In this case, the LA and the CA both concluded that Javier failed to establish his employment with Fly
Ace. By way of evidence on this point, all that Javier presented were his self-serving statements
purportedly showing his activities as an employee of Fly Ace. Clearly, Javier failed to pass the
substantiality requirement to support his claim. Hence, the Court sees no reason to depart from the
findings of the CA.
The lone affidavit executed by one Bengie Valenzuela was unsuccessful in strengthening Javiers cause.

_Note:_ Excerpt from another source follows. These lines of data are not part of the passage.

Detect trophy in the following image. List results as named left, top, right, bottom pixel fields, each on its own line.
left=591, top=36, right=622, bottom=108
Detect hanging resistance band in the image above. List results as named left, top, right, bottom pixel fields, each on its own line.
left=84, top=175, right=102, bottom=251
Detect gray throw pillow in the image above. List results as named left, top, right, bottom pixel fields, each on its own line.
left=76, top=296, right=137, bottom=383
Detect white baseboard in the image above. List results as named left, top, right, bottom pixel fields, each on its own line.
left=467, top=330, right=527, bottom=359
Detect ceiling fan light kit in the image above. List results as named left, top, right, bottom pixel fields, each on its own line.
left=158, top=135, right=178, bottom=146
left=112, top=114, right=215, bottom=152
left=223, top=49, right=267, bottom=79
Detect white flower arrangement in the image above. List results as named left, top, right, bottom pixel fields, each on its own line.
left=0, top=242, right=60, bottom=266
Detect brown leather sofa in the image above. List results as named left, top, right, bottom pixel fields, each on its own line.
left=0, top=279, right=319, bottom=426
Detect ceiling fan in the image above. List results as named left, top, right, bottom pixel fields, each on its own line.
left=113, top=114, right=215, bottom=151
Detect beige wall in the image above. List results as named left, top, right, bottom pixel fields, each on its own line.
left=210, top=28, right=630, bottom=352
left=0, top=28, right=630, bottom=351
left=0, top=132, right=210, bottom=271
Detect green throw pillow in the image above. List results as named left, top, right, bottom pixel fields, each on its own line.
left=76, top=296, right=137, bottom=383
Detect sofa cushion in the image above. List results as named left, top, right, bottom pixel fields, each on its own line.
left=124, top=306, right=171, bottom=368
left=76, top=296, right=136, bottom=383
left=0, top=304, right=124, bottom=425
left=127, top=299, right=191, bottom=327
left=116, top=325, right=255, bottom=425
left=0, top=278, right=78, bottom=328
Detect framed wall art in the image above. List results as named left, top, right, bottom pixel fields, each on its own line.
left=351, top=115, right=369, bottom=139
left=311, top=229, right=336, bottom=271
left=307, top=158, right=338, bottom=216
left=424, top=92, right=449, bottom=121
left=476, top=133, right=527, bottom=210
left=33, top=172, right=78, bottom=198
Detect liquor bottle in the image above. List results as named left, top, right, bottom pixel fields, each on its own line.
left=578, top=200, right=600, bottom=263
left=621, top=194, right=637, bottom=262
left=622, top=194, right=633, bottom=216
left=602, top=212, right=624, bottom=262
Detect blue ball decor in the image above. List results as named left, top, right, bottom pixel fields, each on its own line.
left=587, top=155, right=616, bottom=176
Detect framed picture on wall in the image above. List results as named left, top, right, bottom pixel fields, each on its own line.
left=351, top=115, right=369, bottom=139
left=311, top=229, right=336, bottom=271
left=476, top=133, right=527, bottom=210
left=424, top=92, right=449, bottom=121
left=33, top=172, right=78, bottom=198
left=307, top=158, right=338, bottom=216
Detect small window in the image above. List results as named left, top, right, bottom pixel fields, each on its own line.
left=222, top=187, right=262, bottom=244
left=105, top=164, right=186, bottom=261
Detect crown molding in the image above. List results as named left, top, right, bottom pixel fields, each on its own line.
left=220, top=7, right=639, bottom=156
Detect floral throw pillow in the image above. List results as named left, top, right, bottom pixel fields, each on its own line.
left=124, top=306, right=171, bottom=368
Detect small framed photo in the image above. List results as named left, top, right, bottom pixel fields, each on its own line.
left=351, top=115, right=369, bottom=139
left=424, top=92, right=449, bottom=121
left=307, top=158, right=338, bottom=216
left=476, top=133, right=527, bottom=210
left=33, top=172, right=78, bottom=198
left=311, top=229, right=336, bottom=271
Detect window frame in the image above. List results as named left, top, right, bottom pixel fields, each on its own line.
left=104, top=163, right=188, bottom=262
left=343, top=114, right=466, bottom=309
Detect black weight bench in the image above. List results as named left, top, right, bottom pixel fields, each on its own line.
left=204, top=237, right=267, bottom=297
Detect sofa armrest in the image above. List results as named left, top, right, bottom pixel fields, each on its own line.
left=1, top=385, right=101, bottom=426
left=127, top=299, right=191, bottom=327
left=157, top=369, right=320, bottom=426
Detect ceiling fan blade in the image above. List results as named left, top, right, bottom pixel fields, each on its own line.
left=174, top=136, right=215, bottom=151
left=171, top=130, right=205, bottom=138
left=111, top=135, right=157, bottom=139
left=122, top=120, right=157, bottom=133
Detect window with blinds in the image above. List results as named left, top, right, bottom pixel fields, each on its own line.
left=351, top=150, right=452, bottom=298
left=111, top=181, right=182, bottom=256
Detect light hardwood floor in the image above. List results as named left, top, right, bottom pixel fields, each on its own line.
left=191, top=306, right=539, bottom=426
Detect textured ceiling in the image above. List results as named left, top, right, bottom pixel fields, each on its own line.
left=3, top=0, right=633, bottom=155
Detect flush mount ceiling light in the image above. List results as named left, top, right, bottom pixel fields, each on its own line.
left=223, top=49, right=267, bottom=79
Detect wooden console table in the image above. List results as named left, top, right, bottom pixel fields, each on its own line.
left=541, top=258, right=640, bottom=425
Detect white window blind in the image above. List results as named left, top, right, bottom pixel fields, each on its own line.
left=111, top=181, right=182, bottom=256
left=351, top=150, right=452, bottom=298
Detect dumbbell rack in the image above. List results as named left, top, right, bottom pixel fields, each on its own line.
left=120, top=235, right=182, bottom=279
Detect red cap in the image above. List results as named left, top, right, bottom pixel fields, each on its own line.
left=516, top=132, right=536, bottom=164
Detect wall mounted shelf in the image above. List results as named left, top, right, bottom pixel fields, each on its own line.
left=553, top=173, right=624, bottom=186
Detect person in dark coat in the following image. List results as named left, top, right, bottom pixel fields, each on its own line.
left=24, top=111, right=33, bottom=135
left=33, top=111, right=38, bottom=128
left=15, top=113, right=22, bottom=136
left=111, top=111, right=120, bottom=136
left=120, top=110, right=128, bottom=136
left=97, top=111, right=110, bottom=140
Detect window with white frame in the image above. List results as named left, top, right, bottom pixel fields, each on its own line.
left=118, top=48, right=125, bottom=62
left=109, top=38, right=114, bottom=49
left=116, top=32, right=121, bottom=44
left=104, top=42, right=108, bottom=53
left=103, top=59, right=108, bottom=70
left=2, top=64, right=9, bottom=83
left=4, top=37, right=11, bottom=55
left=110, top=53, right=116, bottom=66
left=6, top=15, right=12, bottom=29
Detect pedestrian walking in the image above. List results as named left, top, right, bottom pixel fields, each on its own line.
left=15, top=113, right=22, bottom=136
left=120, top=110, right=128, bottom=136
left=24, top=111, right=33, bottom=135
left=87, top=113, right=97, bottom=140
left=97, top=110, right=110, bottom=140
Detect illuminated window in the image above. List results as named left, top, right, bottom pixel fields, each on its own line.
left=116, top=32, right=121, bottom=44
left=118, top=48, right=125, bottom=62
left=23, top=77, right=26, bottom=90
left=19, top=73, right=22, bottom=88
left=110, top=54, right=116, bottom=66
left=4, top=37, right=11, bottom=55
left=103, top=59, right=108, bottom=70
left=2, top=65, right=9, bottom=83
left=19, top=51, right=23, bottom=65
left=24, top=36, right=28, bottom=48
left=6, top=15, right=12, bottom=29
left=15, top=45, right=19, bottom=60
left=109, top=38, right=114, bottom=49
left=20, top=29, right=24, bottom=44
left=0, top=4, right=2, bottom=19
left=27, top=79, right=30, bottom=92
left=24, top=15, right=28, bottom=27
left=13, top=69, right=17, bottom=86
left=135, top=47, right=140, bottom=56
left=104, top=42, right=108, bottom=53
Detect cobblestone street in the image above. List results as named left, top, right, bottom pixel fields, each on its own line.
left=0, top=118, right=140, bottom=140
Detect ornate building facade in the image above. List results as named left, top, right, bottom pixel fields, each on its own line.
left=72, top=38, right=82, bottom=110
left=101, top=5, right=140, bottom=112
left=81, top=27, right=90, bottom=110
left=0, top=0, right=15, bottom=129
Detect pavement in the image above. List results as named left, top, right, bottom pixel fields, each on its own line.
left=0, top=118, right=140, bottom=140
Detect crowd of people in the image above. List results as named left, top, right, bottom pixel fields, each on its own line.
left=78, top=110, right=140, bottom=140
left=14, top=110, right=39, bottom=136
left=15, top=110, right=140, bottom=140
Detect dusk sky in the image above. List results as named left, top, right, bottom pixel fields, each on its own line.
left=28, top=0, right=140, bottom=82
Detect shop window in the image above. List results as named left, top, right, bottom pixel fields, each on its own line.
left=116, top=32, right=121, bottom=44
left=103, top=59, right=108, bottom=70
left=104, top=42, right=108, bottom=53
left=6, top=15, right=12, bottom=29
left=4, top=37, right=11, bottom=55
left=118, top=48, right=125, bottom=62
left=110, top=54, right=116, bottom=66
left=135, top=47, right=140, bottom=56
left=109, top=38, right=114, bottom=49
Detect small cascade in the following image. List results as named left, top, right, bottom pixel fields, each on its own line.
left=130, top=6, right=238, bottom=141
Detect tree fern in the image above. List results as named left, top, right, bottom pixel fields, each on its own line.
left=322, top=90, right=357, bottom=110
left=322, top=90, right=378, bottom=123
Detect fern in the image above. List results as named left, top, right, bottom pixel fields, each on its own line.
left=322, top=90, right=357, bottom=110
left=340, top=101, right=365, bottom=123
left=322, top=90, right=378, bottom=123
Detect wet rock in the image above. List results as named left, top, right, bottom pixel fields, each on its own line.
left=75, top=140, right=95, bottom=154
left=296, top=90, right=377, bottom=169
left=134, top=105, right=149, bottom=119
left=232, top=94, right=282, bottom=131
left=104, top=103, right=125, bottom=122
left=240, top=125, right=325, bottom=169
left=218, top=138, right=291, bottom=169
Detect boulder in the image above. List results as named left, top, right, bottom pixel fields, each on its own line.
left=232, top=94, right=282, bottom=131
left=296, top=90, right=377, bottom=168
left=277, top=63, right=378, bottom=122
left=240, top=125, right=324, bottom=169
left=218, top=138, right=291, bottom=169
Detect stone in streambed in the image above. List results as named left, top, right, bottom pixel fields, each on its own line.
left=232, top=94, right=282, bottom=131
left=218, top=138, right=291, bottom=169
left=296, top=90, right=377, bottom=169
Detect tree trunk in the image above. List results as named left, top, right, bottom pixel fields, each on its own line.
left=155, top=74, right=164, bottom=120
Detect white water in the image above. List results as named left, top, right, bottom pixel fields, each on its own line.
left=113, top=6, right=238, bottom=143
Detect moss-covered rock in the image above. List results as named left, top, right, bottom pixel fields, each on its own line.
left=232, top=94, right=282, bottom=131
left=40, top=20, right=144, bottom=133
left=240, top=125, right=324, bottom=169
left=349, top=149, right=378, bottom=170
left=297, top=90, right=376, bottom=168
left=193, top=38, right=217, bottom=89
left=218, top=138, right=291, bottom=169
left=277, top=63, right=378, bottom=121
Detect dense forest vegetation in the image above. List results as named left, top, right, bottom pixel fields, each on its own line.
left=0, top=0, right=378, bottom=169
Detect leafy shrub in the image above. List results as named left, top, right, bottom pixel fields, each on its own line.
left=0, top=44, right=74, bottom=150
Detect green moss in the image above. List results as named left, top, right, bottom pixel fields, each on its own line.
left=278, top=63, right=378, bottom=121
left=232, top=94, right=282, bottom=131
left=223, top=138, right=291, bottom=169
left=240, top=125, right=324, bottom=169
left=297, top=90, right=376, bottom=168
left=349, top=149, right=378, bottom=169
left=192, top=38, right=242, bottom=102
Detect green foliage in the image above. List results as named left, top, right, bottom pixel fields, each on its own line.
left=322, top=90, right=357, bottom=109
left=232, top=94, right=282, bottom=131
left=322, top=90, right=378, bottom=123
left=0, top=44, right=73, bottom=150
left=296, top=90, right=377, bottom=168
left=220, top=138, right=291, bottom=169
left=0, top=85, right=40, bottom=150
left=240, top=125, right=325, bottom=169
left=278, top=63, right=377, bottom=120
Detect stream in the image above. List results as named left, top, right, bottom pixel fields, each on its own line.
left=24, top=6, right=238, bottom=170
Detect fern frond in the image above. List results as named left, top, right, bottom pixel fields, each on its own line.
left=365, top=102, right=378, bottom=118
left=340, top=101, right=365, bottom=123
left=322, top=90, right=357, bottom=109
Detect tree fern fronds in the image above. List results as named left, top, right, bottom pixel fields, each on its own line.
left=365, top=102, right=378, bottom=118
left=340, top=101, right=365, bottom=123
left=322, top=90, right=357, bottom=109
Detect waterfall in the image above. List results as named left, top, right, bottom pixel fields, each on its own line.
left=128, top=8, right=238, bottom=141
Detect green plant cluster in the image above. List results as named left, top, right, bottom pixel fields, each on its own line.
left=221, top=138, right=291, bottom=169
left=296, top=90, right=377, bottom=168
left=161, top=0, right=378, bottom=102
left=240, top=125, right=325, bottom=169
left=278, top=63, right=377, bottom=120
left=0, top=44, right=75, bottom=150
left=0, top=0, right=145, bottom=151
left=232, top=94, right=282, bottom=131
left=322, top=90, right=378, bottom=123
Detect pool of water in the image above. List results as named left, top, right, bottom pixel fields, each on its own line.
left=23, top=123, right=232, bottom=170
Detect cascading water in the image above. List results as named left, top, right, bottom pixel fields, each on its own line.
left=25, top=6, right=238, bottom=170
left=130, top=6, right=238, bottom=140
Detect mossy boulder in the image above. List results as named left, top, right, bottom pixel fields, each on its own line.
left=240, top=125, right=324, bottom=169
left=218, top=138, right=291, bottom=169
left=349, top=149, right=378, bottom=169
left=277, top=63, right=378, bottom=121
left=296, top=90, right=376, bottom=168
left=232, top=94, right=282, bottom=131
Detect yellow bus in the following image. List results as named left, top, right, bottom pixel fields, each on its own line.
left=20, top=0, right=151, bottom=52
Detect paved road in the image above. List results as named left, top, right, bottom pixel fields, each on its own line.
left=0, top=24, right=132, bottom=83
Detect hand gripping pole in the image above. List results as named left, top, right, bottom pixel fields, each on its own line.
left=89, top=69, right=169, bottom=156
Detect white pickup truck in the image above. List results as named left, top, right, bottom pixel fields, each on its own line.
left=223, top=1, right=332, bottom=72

In said document, all Valenzuela attested to was that he would frequently see Javier at the workplace
where the latter was also hired as stevedore.34 Certainly, in gauging the evidence presented by Javier,
the Court cannot ignore the inescapable conclusion that his mere presence at the workplace falls short in
proving employment therein.
E-E Relationship
The Court is of the considerable view that on Javier lies the burden to pass the well-settled tests to
determine the existence of an employer-employee relationship, viz: (1) the selection and engagement of
the employee; (2) the payment of wages; (3) the power of dismissal; and (4) the power to control the

employees conduct. Of these elements, the most important criterion is whether the employer controls or
has reserved the right to control the employee not only as to the result of the work but also as to the
means and methods by which the result is to be accomplished.35
In this case, Javier was not able to persuade the Court that the above elements exist in his case.1avvphi1
He could not submit competent proof that Fly Ace
engaged his services as a regular employee; that Fly Ace paid his wages as an employee, or that Fly Ace
could dictate what his conduct should be while at work. In other words, Javiers allegations did not
establish that his relationship with Fly Ace had the attributes of an employer-employee relationship on the
basis of the above-mentioned four-fold test. Worse, Javier was not able to refute Fly Aces assertion that
it had an agreement with a hauling company to undertake the delivery of its goods. It was also baffling to
realize that Javier did not dispute Fly Aces denial of his services exclusivity to the company. In short, all
that Javier laid down were bare allegations without corroborative proof.